Le crocodile jaune a dit : « Soyez fidèles
A Dieu, à votre femme et à votre nation ».
Je lui ai répondu : « C’est une aberration,
Car la fidélité, c’est pour les hirondelles. »

Le crocodile mauve a dit : « La vie est belle,
Faites-en chaque jour une célébration. »
Je lui ai répondu : « De ton affirmation,
Je retiens, simplement, qu’elle n’est pas nouvelle ».

Le crocodile orange apprécie l’abstinence,
Le crocodile rose, une humble transcendance.
Alors, je leur ai dit : « Faites ça entre vous ».

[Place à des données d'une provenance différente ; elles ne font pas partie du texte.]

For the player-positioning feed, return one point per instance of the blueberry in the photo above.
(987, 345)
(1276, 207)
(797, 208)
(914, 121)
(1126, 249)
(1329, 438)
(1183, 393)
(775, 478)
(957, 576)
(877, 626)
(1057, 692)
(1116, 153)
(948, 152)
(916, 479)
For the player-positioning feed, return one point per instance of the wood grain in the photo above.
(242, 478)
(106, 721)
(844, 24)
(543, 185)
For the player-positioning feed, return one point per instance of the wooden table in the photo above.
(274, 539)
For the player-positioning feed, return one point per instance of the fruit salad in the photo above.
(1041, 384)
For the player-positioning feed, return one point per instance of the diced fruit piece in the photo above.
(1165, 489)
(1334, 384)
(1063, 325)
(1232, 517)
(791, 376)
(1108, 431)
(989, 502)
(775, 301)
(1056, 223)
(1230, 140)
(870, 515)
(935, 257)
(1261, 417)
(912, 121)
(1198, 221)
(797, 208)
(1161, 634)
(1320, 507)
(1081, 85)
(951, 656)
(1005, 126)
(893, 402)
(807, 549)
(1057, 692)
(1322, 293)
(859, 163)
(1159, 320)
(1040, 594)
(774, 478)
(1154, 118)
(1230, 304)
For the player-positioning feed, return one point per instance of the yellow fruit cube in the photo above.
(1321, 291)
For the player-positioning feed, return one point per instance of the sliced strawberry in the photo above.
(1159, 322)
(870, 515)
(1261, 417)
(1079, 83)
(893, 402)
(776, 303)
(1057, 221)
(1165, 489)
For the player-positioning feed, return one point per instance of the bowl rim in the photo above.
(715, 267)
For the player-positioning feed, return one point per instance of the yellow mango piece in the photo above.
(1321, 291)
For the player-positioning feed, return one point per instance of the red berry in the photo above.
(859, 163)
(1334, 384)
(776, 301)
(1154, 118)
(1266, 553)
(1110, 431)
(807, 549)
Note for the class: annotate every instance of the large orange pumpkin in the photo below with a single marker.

Le crocodile rouge aime les vers stupides,
Je lui dis : « Grâce à Dieu, c’est un plaisir limpide
Que partagent le sage et son cousin le fou. »

Cochonfucius

Ornithologie comparative

pluvian

Le barde traversa, de sa marche tranquille,
Le marais parcouru de sentiers en réseaux ;
Près de lui, les pluvians cachés dans les roseaux,
Se saluaient entre eux, non loin des crocodiles.

Le barde, comprenant la langue des oiseaux,
Souvent eut leur visite auprès de son asile ;
Il passe aussi du temps avec eux, sur leurs îles,
Quand la saison permet de traverser les eaux.

Tantôt un crocodile est présent sous l’ombrage,
Tantôt c’est un tronc d’arbre, ou encore, un mirage,
Ou même un vieux lézard qui se met à l’abri.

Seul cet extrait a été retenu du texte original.